Fred Couples joked that most of his fans probably left after he took a triple-bogey 8 on the second hole Sunday.
They stuck around, giving the Seattle native a rousing ovation at every hole during Sunday's final round of the U.S. Senior Open, even though he finished as a disappointed runner up.
"It was a lot of fun to be here, I can tell you that much. It was great," Couples said. "I'm kind of an emotional guy. I'm not really an emotional player, I don't get out there and go crazy. But I can hear them, and it was fun."

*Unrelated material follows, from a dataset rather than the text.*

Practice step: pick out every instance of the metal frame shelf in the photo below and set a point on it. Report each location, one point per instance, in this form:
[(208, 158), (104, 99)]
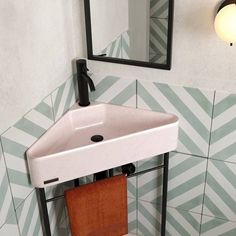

Couples served as the honorary chairman for the event, lending his name to just the second major championship contended in the region in his generation. He thrilled organizers by surging into contention with a 65 on Saturday, entering the final round as the co-leader with eventual champion Bernhard Langer.
But his quest for victory at the U.S. Senior Open came down to a wrong decision at the second hole.
Couples hit a solid drive but it rolled into the first cut of rough on the right side. He had 200 yards to the front of the green and 225 to the pin. He pulled his hybrid to go for the green, then put it back.
"I had never hit it (hybrid) in a spot like that," Couples said. "I thought if it's a cut shot, if I don't cut it, I'm going to rip it over the green. And as it turned out, where the pin was, it might not have been that bad."
His layup shot was fine, but his third shot was chunked into the greenside pond, leaving everyone in a bit of shock.
"You know I've done it," Langer said. "It happens to most of us. They're pretty tight fairways out there, certain areas there's not a whole lot of grass there and it doesn't take much to when you only have five yards to work with and that's about what he had, and it's easily done."
Couples said it took him a while to get that hole out of his head. He concern was not so much over his chunk but his decision to lay up.
"If I could walk out there tomorrow, I would go for the green, no matter where I hit it," Couples said. "I think I would beat 8, that's for sure."
PERSISTENCE PAYS OFF: Javier Sanchez says he's just persistent.
Sanchez, who finished in a tie for 32nd at 11 over par in Sunday's final round of the U.S. Senior Open, is originally from Taistan, Mexico. He lived in a one-room farm house with his parents and nine siblings. There was no electricity and no running water. Whatever critter they could shoot or catch, that was dinner.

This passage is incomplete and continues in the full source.